In 1973 werd zij minister van Volksgezondheid en Milieuhygiëne in het kabinet-Den Uyl. Een heet hangijzer was de wetgeving inzake drugs, die zij in 1976, samen met minister van Justitie Van Agt, tot stand bracht. Nederland kent sindsdien het onderscheid tussen softdrugs en harddrugs.

Als minister hield Vorrink hield zich afzijdig van de Dennendalaffaire, die in Nederland in 1974 wijde publiciteit kreeg. De politieke afhandeling liet zij over aan haar staatssecretaris Jo Hendriks.

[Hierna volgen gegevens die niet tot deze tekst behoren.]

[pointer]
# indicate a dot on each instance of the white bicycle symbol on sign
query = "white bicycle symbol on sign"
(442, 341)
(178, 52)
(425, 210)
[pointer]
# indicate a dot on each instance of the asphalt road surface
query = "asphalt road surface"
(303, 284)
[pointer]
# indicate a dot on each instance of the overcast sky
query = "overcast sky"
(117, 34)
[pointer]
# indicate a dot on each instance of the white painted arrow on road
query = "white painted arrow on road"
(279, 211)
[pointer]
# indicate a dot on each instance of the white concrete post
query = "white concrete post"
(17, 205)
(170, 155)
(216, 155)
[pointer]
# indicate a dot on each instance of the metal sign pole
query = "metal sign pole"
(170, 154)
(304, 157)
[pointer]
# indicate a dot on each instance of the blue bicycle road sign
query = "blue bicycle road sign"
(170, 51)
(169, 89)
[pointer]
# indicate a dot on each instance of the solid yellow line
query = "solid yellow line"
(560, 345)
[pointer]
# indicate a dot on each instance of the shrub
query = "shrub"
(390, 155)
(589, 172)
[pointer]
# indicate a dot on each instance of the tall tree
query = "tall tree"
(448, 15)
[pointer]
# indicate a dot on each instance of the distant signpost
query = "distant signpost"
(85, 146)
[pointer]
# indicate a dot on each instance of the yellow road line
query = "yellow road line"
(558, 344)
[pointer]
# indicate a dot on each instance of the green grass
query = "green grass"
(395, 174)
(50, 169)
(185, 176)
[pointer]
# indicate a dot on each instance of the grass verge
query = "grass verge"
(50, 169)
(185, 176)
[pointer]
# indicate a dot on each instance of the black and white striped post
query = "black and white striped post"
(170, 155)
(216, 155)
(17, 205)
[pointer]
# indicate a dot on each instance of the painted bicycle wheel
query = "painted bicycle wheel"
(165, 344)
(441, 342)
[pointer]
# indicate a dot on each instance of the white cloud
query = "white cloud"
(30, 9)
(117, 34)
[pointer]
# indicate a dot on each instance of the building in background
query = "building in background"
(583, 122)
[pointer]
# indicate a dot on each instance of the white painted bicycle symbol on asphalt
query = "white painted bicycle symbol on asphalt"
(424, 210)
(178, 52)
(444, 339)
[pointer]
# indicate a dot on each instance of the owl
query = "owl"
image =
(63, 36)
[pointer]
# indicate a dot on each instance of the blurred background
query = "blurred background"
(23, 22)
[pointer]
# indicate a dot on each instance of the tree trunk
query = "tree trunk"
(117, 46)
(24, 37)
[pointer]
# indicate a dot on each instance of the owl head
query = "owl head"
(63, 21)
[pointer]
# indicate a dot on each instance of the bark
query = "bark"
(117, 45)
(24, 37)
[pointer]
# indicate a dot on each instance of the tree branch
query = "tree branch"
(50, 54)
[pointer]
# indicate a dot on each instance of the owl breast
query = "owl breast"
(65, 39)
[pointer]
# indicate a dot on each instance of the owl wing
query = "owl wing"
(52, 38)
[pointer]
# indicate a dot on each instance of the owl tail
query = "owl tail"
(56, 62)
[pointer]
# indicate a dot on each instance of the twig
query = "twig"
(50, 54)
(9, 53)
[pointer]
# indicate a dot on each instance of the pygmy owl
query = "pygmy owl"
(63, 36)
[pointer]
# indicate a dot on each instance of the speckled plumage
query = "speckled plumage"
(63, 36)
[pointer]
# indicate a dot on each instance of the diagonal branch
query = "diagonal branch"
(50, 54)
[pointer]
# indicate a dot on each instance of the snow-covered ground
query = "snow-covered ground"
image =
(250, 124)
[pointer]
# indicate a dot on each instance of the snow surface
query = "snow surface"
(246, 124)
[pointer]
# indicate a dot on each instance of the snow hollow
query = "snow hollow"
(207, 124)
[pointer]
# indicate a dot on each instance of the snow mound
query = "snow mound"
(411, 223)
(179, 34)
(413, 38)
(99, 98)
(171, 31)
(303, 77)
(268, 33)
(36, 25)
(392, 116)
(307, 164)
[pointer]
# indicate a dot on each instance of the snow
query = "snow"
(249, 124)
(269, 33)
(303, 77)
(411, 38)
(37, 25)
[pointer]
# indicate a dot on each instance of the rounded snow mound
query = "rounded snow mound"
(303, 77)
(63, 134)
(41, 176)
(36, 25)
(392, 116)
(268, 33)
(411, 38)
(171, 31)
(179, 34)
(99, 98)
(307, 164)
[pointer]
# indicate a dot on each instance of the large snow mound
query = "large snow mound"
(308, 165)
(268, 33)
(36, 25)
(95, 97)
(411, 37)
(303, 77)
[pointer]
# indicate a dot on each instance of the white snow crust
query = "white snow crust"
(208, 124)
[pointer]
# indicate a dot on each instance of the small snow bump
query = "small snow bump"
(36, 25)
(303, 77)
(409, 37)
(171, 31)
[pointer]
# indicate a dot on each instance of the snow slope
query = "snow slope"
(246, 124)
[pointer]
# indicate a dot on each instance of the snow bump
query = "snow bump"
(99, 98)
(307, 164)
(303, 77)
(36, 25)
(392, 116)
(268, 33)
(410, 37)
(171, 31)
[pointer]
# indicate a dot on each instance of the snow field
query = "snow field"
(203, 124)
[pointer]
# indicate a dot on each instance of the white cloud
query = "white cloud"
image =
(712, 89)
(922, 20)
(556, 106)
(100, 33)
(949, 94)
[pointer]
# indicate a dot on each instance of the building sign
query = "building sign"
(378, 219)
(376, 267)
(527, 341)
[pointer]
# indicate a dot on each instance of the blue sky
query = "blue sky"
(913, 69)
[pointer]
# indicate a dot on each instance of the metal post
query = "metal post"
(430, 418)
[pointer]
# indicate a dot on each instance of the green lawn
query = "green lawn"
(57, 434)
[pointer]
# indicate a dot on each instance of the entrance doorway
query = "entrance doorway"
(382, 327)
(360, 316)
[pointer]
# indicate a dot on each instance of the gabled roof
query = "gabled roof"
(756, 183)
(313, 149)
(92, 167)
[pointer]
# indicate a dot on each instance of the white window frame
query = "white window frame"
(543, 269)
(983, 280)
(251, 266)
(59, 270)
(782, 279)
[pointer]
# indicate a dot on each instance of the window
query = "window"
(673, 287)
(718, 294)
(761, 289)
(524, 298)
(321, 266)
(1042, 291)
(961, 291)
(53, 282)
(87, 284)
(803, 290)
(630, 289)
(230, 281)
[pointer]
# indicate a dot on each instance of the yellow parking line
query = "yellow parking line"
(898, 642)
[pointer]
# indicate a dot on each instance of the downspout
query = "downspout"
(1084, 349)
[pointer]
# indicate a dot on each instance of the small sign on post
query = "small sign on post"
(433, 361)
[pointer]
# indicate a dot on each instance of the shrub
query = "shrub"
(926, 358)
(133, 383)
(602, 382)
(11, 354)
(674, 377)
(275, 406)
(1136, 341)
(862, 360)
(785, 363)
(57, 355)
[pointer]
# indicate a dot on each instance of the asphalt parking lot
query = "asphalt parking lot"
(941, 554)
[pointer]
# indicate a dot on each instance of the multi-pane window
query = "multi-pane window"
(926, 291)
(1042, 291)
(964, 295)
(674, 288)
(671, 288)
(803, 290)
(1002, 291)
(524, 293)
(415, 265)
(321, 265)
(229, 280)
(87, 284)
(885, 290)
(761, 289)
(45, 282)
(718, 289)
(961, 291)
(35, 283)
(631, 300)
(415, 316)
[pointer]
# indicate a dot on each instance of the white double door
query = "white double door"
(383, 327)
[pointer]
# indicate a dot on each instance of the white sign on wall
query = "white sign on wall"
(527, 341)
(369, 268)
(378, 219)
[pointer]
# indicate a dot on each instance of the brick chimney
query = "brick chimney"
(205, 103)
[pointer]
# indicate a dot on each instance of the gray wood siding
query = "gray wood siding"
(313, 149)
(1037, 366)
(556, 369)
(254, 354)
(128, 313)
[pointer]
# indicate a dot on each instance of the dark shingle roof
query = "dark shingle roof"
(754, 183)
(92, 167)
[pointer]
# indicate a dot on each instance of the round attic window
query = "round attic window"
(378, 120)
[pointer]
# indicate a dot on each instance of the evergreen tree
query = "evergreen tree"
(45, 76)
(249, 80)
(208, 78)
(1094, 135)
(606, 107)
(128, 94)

Zij werd ook bekend als de minister die de fluoridering van het drinkwater wettelijk wilde regelen, maar hierin moest zij bakzeil halen. De Tweede Kamer wilde er in meerderheid niet aan en ten slotte steunde alleen haar eigen partij haar voorstel nog. Nekslag voor het plan was de onjuiste informatie door de minister (vertrouwende op de ambtenaren) dat er een instrumentje aan de waterkraan kon worden gemonteerd dat de fluor weer uit het water filterde, zodat een bezwaarde via zo'n instrumentje weer ongefluorideerd water kon consumeren. Dit apparaatje bleek er nog niet te zijn, zo moest de minister later in de Kamer toegeven.[4]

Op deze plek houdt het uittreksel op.